Open A-ep93 opened 2 years ago

A-ep93 commented 2 years ago

I asked a question and received an answer from @philippberens. Thanks for your response @philippberens. However something is still not clear to me and I am creating this issue to ask about it. The previous issue was closed and I think cannot ask there anymore. I appreciate if you can help me solve my problem.

Can you please let me know what do you mean by " The field is much less standardized" in you response? The reason that I am finding this a problem is this: Given the fact that the input distribution is symmetric therefore skewness, by its definition, should be zero I think. It is weird that I get two different values using these two methods. It is true that these measures are different, but I think that the concept of skewness should be the same for both, isn't it true? I greatly appreciate it if you can help me understand this problem.

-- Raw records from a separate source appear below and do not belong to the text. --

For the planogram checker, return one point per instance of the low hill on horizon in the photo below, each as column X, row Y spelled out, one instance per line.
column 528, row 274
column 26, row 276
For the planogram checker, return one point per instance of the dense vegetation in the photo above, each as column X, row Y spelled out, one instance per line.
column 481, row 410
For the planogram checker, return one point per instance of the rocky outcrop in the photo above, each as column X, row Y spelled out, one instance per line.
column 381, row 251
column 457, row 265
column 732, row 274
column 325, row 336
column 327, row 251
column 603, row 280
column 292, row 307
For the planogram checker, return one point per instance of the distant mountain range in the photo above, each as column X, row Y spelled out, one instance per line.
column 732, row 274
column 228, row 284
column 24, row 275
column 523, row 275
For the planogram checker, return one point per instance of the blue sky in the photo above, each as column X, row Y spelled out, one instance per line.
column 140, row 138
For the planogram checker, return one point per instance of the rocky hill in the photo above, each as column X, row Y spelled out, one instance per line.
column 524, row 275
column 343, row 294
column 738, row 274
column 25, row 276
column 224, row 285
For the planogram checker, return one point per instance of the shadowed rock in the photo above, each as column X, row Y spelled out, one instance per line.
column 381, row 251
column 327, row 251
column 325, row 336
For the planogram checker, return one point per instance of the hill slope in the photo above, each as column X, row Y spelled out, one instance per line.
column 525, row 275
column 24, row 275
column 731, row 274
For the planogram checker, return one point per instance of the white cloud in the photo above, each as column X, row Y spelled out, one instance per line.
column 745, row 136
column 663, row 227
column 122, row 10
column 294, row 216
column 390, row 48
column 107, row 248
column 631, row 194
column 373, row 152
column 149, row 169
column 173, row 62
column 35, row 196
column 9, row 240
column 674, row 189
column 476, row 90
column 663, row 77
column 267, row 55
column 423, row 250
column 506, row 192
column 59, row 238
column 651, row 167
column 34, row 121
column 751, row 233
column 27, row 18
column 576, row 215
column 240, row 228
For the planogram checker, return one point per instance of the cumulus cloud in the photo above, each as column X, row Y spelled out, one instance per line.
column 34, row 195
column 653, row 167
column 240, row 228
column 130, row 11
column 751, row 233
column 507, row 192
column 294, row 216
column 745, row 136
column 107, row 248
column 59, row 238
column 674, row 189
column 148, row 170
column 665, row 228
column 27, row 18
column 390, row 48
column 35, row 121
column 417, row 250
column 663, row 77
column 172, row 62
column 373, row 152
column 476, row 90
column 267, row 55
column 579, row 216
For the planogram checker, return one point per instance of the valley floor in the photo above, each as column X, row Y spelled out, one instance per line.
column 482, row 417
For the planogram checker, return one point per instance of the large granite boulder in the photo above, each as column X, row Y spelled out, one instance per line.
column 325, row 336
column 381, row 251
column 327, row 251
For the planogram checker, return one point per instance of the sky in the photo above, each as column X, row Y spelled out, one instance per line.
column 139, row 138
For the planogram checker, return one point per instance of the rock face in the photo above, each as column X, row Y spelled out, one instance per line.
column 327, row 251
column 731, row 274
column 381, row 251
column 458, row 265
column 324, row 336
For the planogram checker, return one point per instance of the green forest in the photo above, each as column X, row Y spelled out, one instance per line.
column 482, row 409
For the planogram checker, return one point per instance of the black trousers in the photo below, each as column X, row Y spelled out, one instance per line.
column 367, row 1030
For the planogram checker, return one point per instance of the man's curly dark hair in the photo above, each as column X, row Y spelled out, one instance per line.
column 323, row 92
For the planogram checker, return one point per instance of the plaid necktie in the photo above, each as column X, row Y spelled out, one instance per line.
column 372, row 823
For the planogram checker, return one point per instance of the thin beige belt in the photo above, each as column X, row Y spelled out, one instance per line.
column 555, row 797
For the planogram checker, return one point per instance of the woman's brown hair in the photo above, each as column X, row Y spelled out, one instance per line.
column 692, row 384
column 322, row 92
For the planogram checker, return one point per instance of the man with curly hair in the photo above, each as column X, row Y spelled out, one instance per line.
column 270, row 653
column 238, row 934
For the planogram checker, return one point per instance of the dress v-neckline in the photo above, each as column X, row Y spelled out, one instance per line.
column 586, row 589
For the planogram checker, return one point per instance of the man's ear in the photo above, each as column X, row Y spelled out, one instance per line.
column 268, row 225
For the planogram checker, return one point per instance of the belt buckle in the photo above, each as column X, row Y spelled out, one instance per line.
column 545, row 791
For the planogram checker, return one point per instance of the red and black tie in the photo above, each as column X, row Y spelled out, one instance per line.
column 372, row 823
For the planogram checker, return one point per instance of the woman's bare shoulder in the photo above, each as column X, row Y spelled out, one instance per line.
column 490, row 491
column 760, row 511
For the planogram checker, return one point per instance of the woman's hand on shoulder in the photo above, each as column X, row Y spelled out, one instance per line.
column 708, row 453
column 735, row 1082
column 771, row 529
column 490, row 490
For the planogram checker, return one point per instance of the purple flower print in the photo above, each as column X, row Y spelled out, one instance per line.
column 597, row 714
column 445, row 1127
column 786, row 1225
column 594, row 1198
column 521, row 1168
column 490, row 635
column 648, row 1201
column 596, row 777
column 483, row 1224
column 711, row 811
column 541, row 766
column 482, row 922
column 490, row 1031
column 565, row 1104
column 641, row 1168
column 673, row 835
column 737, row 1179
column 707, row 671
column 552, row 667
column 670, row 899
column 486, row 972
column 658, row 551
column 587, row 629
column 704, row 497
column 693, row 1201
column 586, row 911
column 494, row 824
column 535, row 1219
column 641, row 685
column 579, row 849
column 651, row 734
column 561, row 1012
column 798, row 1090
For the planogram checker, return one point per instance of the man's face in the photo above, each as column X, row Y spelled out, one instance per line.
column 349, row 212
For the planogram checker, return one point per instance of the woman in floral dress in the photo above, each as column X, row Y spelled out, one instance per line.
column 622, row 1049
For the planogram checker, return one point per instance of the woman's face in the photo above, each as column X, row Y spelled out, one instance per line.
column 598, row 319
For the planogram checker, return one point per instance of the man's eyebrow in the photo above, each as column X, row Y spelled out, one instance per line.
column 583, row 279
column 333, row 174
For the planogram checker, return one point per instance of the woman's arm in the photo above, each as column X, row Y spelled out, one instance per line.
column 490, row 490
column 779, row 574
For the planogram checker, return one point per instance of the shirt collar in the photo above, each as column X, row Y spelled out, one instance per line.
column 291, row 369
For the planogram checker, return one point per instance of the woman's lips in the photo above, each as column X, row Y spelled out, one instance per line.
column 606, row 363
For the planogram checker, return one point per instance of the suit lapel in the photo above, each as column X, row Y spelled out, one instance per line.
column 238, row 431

philippberens commented 2 years ago

What is meant is that there are two different definitions around, like for circular variance. For classical non-circular statistics, everybody agreed on what to call variance long ago, for circular statistics, there are still different options. Therefore the code implements both.

A-ep93 commented 2 years ago

Thank you for your response @philippberens. I think maybe there is a bug in the skewness value calculated by the Fisher method. Please consider this vecotr (values are in radians): b=[0.8149,0.8456,0.3600,0.6513,0.9229,1.3470,0.5658,1.3099,1.1366,0.6194] Your code gives a value of -78.8672 for the Fisher method.

However, I could find the R code below which gives a different result (-0.6). I found the code from here:

cmoment <- function(a, k=1) { c.k <- mean(cos(k * a)); s.k <- mean(sin(k * a)); r.k <- sqrt(c.k^2 + s.k^2); t.k <- (atan2(s.k, c.k) + 2*pi) %% (2*pi); c(c=c.k, s=s.k, r=r.k, t=t.k) }; cskew <- function(a) { m.1 <- cmoment(a, 1); m.2 <- cmoment(a, 2); m.2["r"] * sin(m.2["t"] - 2*m.1["t"]) / (1 - m.1["r"])^(3/2) }

cc <- c(0.8149,0.8456,0.3600, 0.6513,0.9229,1.3470,0.5658,1.3099,1.1366,0.6194)

cskew(cc %% (2*pi))

It think the value that I get from your code is not reasonable and maybe there is a bug in your code. Can you please check to see whether you agree with me on this?